Hunting and other outdoor sports provide Shakespeare with a number of images but when we look closely at the images, we get the picture of an extremely sensitive man whose sympathy was never with the hunters but consistently and obviously on the side of the hunted or stricken animal.   Mrs. Spurgeon claims that out of thirty-nine hunting images in Shakespeare, the hunt is pictured as a gay and joyous pastime only on one occasion. In all the other cases,  the dramatist’s heart goes out to the wounded animal, to the poor frightened deer that stares wildly determining which way to fly and to the deer mortally wounded ‘staying in the park, seeking to hide herself’.  From bear-baiting too, Shakespeare draws a number of images. His most vivid and effective use of it is in Macbeth’s despairing cry at the end:
                        “They have tied me to a stake; I cannot fly,
                         But bear like I must fight the course’
Shakespeare also mentions tennis, football, bowls, fencing, tilting, and wrestling; but there can be no doubt that bowls was the one he himself played and loved best. He has nineteen images from bowls.

2. Indoor life and Customs

Daily indoor life comes next, especially the simple indoor occupations and routine— eating, drinking and cooking, the body and its movement, sleep and dreams, clothes and materials, common handicrafts, sickness and medicine, parents and children, birth, death and marriage.
By far the largest number of images in this group is taken from the body and its movements.  He has numerous images drawn from quick nimble action such as jumping, leaping, diving, running, climbing and dancing. It is the life of things which appeals to him, stimulates him and enchants him, rather than beauty of colour or form. The epithet he uses for moon is not wan, silvery, watery, or inconstant but:
And there is nothing left remarkable beneath the visiting moon
Omitted Images
The most marked omission in this range of images is from town life and scenes – taverns, shops, streets, pageants and crowds.  Of these there are scarcely any references other than classical or biblical.  Exploration, travel and adventure in other countries, and what one may call philosophical or reflective— of each of these there are comparatively very few indeed.

Dominant Images in Histories, Comedies and Tragedies

The Most constant running metaphor and picture in the historical plays is that of growth as seen in a garden and orchard, with the deterioration, decay and destruction brought about by ignorance and carelessness on the part of the gardener.

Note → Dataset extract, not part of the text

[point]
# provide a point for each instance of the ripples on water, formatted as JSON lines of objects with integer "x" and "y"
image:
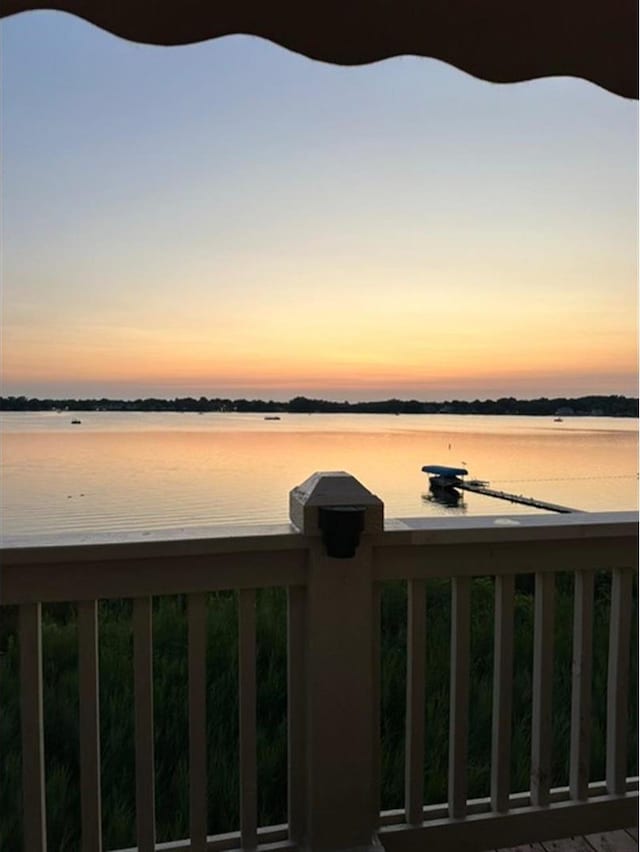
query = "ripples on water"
{"x": 145, "y": 471}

The function of imagery in the comedies is to give atmosphere and background as well as to emphasise or re-echo certain qualities in the plays.  The most noticeable and continuous idea is that of country sports of bird – snaring and angling: both lovers being thought of as birds limed and caught in net.
The part played by imagery in tragedies is ‘analogous to the action of a recurrent theme or motif’ in a musical fugue or sonata or in one of Wagner’s operas. In Hamlet we have a number of images of sickness, disease, and blemish of the body. The idea of an ulcer or tumour, as descriptive of the unwholesome condition of Denmark is, on the whole, the dominating one. The imagery in Macbeth is more highly imaginative. A constantly recurring idea is that Macbeth’s new honours sit upon him, like a loose and badly fitting garment, belonging to someone else. Macbeth himself first expresses it when Ross greets him as thane of Cawdor.
            The thane of Cawdor lives: why do you dress me in borrow’d robes.
Towards the end of the play Angus vividly sums up the essence of what they all have been thinking:
            ‘Now does he feel his title hang loose about him, like a giant’s robe upon a dwarfish thief’?
In King Lear the dominating image is that of physical strain and strife, of bodily tension to the point of agency. Metaphors picture a human body wrenched, beaten, and scalded. People tearing one another’s flesh like monsters of the deep’, or like wolves and tigers is also constantly before us. The large number of animal images has often been noticed (notably by Bradley).  The feeling they give us is that of humanity reeling back into the beast’.  They also very distinctly augment the sensation of horror and bodily pain.